The consistency of language to be achieved by the measures in the bill will facilitate compliance with and adoption of the code, provide for more consistency and more transparency in the policies that are adopted by universities, and result in stronger protections for academic freedom and freedom of speech in Australia. But an on-paper commitment is not enough. We need all of our universities to have a clear cultural commitment to academic freedom and free speech. The French review makes this very, very clear. Culture here is key. Policy is not the end of the story; it's only the beginning. Universities have to actively create and engender a culture of free speech and academic freedom so that the words they must live by match the words they now say they so strongly support.

Vice-chancellors have an important role to play in this, and they need to lead from the front. That's how we send a strong message that this matters and it matters at every level of the institution. The academic board should have a prominent and direct role in this too. Professor Walker also suggests more novel measures, like induction programs on academic freedom for new students. I'd suggest that there should be consequences for those who are intolerant of free thought and expression, and that those should be made very clear to academics and students alike. When we wrap our universities in cottonwool, when we protect people, like snowflakes, from ideas that challenge them, we deny them the opportunity to argue their case strongly. We deny them the opportunity to become the iron that is sharpening the ideas in this country that will solve the problems we face going into the future, and we deny ourselves the resilience that it takes to confront our most challenging problems.

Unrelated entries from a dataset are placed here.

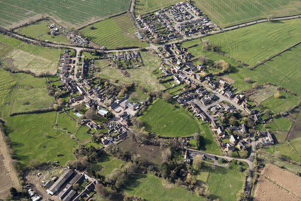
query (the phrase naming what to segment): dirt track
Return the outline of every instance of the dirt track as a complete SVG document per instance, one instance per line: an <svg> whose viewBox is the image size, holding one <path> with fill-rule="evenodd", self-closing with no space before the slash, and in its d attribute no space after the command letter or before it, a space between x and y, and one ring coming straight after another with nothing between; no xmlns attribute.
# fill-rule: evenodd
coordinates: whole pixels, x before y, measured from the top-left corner
<svg viewBox="0 0 301 201"><path fill-rule="evenodd" d="M261 173L301 199L301 177L287 170L267 164Z"/></svg>
<svg viewBox="0 0 301 201"><path fill-rule="evenodd" d="M289 116L288 119L293 123L286 136L286 141L293 140L295 138L301 137L300 135L300 131L301 130L301 110L300 110L300 109L299 109L299 112L295 118Z"/></svg>
<svg viewBox="0 0 301 201"><path fill-rule="evenodd" d="M276 184L262 176L258 180L254 201L300 200Z"/></svg>
<svg viewBox="0 0 301 201"><path fill-rule="evenodd" d="M12 158L0 132L0 198L7 196L12 186L17 189L20 187L16 170L11 164Z"/></svg>

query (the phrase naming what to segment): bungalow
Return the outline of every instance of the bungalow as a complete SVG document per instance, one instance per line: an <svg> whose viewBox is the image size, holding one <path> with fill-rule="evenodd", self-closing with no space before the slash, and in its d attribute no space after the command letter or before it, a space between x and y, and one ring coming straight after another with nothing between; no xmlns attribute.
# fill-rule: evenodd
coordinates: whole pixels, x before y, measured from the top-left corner
<svg viewBox="0 0 301 201"><path fill-rule="evenodd" d="M224 132L220 127L218 127L218 129L217 129L217 135L218 135L220 138L224 135Z"/></svg>
<svg viewBox="0 0 301 201"><path fill-rule="evenodd" d="M235 146L234 145L230 145L229 143L227 143L227 148L225 149L226 151L230 150L234 150L235 149Z"/></svg>
<svg viewBox="0 0 301 201"><path fill-rule="evenodd" d="M233 96L233 94L230 91L226 91L226 92L225 93L225 95L227 95L228 97L229 97L230 98L231 98L232 96Z"/></svg>
<svg viewBox="0 0 301 201"><path fill-rule="evenodd" d="M212 126L212 127L213 127L214 129L216 129L217 128L217 126L216 125L215 122L213 120L211 122L211 126Z"/></svg>
<svg viewBox="0 0 301 201"><path fill-rule="evenodd" d="M206 67L206 66L205 66L204 65L198 65L197 66L197 68L199 70L202 70L203 69L206 69L206 68L207 67Z"/></svg>
<svg viewBox="0 0 301 201"><path fill-rule="evenodd" d="M244 124L241 125L241 129L240 129L240 132L243 135L247 134L247 128Z"/></svg>
<svg viewBox="0 0 301 201"><path fill-rule="evenodd" d="M99 127L96 124L92 122L89 122L87 124L87 126L91 129L95 129L96 131L99 129Z"/></svg>
<svg viewBox="0 0 301 201"><path fill-rule="evenodd" d="M206 105L210 103L210 100L207 98L202 98L200 102L201 103L204 105Z"/></svg>
<svg viewBox="0 0 301 201"><path fill-rule="evenodd" d="M206 117L206 116L205 116L203 113L199 113L200 114L200 116L201 116L201 118L202 118L202 120L205 121L206 121L207 119L207 117Z"/></svg>
<svg viewBox="0 0 301 201"><path fill-rule="evenodd" d="M109 112L108 111L103 109L100 109L97 112L97 114L103 117L106 117L108 113Z"/></svg>
<svg viewBox="0 0 301 201"><path fill-rule="evenodd" d="M238 95L236 95L235 97L234 97L233 101L236 104L240 103L241 102L240 96L239 96Z"/></svg>
<svg viewBox="0 0 301 201"><path fill-rule="evenodd" d="M241 142L238 142L237 145L236 145L236 147L237 147L237 149L238 149L239 150L245 149L246 148L246 147Z"/></svg>
<svg viewBox="0 0 301 201"><path fill-rule="evenodd" d="M230 141L233 145L236 144L236 143L237 142L236 139L235 139L235 137L233 135L231 135L230 137Z"/></svg>

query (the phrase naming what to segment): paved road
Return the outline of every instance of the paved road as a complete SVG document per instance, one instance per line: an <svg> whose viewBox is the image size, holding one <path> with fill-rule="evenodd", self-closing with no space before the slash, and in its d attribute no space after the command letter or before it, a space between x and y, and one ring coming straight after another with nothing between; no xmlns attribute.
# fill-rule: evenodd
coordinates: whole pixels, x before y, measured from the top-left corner
<svg viewBox="0 0 301 201"><path fill-rule="evenodd" d="M238 161L239 161L245 162L248 164L248 165L249 166L249 169L250 170L252 169L252 164L251 164L252 163L251 162L251 161L250 161L247 159L242 159L242 158L233 158L233 157L231 157L227 156L220 156L219 155L210 154L210 153L208 153L207 152L204 152L203 151L199 151L199 150L197 150L191 149L191 148L187 148L187 149L188 150L189 150L191 152L192 152L193 153L195 153L196 154L206 154L206 155L209 155L209 156L215 156L215 157L217 157L218 158L224 158L227 159L229 161L231 161L233 159L235 159L235 160L237 160Z"/></svg>
<svg viewBox="0 0 301 201"><path fill-rule="evenodd" d="M199 84L201 84L203 86L204 86L208 91L210 91L212 93L213 93L214 95L215 95L216 96L217 96L219 98L219 101L221 102L221 101L226 101L229 102L230 104L232 104L232 105L233 105L235 108L236 108L237 109L241 111L243 111L244 110L241 107L241 106L240 106L239 105L236 104L236 103L235 103L233 100L232 100L231 99L227 97L226 96L225 96L224 95L222 95L221 94L218 93L217 92L215 91L215 90L214 90L213 89L212 89L211 88L208 87L208 86L204 84L201 81L198 80L196 79L195 79L194 77L189 75L187 75L188 77L189 77L191 80L193 80L194 82Z"/></svg>

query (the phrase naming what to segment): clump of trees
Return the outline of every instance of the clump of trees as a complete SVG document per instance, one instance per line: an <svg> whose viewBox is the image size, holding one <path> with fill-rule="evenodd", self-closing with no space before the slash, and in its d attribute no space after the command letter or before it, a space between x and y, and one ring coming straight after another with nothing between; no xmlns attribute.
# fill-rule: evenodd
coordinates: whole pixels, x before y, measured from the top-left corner
<svg viewBox="0 0 301 201"><path fill-rule="evenodd" d="M201 62L202 65L207 65L209 63L209 59L205 56L201 56L198 59L198 60Z"/></svg>
<svg viewBox="0 0 301 201"><path fill-rule="evenodd" d="M172 100L172 98L171 96L171 95L167 92L163 93L163 94L162 95L162 98L163 98L164 100L168 103L170 103Z"/></svg>
<svg viewBox="0 0 301 201"><path fill-rule="evenodd" d="M279 91L277 92L277 93L274 94L274 97L275 97L275 98L280 98L280 97L281 97L281 94L280 94L280 92Z"/></svg>
<svg viewBox="0 0 301 201"><path fill-rule="evenodd" d="M252 78L250 77L245 77L244 79L245 82L251 83L252 82Z"/></svg>

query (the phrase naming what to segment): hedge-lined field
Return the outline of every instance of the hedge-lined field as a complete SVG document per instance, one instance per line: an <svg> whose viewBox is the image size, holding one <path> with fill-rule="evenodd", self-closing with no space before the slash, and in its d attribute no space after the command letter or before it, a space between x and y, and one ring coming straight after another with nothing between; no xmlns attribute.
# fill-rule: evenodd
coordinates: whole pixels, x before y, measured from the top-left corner
<svg viewBox="0 0 301 201"><path fill-rule="evenodd" d="M28 74L11 73L0 69L0 114L10 114L49 108L54 102L48 95L45 78Z"/></svg>
<svg viewBox="0 0 301 201"><path fill-rule="evenodd" d="M0 34L2 65L14 70L30 71L36 75L55 74L60 50L27 44Z"/></svg>
<svg viewBox="0 0 301 201"><path fill-rule="evenodd" d="M7 134L14 158L24 166L29 165L33 159L59 161L62 165L75 159L72 150L77 147L75 142L64 131L53 128L56 115L56 112L52 112L7 118Z"/></svg>
<svg viewBox="0 0 301 201"><path fill-rule="evenodd" d="M84 36L106 49L147 47L135 34L136 30L127 14L109 18L81 29Z"/></svg>
<svg viewBox="0 0 301 201"><path fill-rule="evenodd" d="M192 1L215 23L224 28L243 23L301 13L298 1L194 0Z"/></svg>
<svg viewBox="0 0 301 201"><path fill-rule="evenodd" d="M87 21L127 11L129 0L6 1L1 4L1 27L12 28L49 16L70 29Z"/></svg>
<svg viewBox="0 0 301 201"><path fill-rule="evenodd" d="M50 29L48 26L53 23L53 22L51 21L40 21L34 24L17 29L15 31L23 35L36 39L48 40L60 44L70 43L70 41L64 34L60 34L57 36L49 34Z"/></svg>

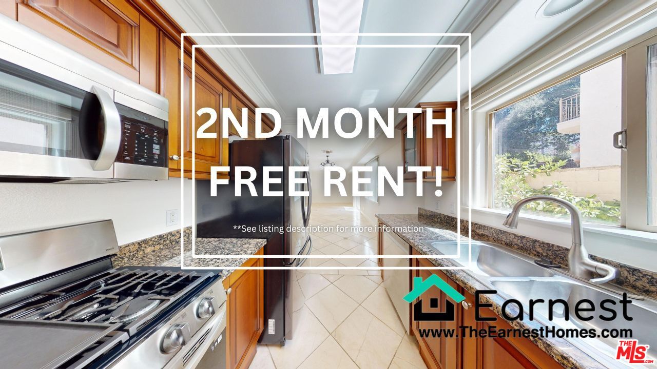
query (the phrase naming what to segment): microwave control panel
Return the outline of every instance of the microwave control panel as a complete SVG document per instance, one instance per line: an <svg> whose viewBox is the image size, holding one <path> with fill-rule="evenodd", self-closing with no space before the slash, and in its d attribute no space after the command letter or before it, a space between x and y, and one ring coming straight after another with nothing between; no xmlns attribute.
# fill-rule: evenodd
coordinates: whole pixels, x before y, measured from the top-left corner
<svg viewBox="0 0 657 369"><path fill-rule="evenodd" d="M123 132L116 162L166 167L166 129L122 118Z"/></svg>

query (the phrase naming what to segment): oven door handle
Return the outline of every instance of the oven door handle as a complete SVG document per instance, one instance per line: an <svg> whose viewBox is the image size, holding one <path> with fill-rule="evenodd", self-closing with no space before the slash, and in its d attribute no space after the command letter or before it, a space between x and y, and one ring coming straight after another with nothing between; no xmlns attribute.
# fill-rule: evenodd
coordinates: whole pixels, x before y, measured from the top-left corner
<svg viewBox="0 0 657 369"><path fill-rule="evenodd" d="M101 152L93 167L95 171L106 171L114 163L121 146L121 118L110 94L97 86L93 86L91 92L96 95L101 104L105 126Z"/></svg>

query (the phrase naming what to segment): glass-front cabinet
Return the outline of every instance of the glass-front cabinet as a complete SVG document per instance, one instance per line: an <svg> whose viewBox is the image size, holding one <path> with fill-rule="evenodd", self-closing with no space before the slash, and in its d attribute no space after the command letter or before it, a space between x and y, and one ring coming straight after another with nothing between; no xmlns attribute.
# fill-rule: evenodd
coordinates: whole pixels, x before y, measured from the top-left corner
<svg viewBox="0 0 657 369"><path fill-rule="evenodd" d="M422 108L422 112L413 116L412 127L408 125L406 119L403 119L396 127L401 131L404 181L415 181L417 172L410 171L409 167L418 166L432 168L431 171L422 173L424 181L436 181L437 176L440 176L442 181L455 181L457 102L420 102L417 107ZM431 108L434 119L445 119L447 110L451 109L451 137L446 137L445 126L441 125L433 125L432 137L427 137L428 108ZM441 173L436 173L436 167L441 167Z"/></svg>

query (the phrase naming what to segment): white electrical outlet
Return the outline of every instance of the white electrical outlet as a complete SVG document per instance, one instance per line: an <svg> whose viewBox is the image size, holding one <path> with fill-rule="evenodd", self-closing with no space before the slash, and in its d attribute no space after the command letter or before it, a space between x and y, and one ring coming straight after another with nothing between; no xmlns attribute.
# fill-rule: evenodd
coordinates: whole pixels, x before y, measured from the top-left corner
<svg viewBox="0 0 657 369"><path fill-rule="evenodd" d="M177 209L166 211L166 226L171 227L178 224L178 219L180 218Z"/></svg>

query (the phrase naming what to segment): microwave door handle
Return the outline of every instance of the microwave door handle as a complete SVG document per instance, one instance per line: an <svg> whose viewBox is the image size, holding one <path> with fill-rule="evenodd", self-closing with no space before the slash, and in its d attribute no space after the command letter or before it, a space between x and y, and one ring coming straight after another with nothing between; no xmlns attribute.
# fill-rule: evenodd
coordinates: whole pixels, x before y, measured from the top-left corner
<svg viewBox="0 0 657 369"><path fill-rule="evenodd" d="M98 158L93 163L93 170L105 171L112 167L121 146L121 118L114 99L105 90L93 86L91 92L98 97L105 122L102 144Z"/></svg>

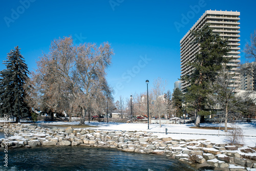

But it's important that we make it very clear this isn't designed to have unintended consequences. There are some parts of the sphere that have different needs. One example I give you is higher education institutions that are established, funded and structured around their religious ethos. In that circumstance, a theology college, say, needs to be treated in a slightly different category, because for it to require its staff and students to exercise freedom of speech and academic freedom in a manner that deviates from the beliefs the establishment was set up to teach, uphold and defend would be very strange. It would be very strange to see a departure from the core ethos of an institution like that. It's very important that we don't, in establishing this important principle for public universities, have the inadvertent effect of undercutting the foundation of institutions that are established for specific purposes. It's very important that in such an institution the beliefs and practices of the faith for which it was established and the adherence of the staff who work there to those beliefs and practices can be maintained in a way that ensures the institution is meeting its purpose. While a public university is established to pursue intellectual freedom no matter what, as its core and defining belief, a religious educational institution actually might have a different purpose. It might be balancing trade knowledge or professional knowledge with a faith based rigour that puts it in a slightly different category. So I'd make that distinction as we put in place this very important regime.

This government is steadfast in its commitment to ensuring that education is effective, and that means making sure that intellectual freedom is meaningfully operating in our university campuses. This bill is just another example of the steps the coalition is taking to restore universities to their traditional role as bulwarks of free speech, as crucibles of original thought and as places that meaningfully and genuinely prepare students and academics alike not only to confront ideas with which they may not initially agree with tolerance, respect and dignity but to use those ideas to solve the problems we face as a nation.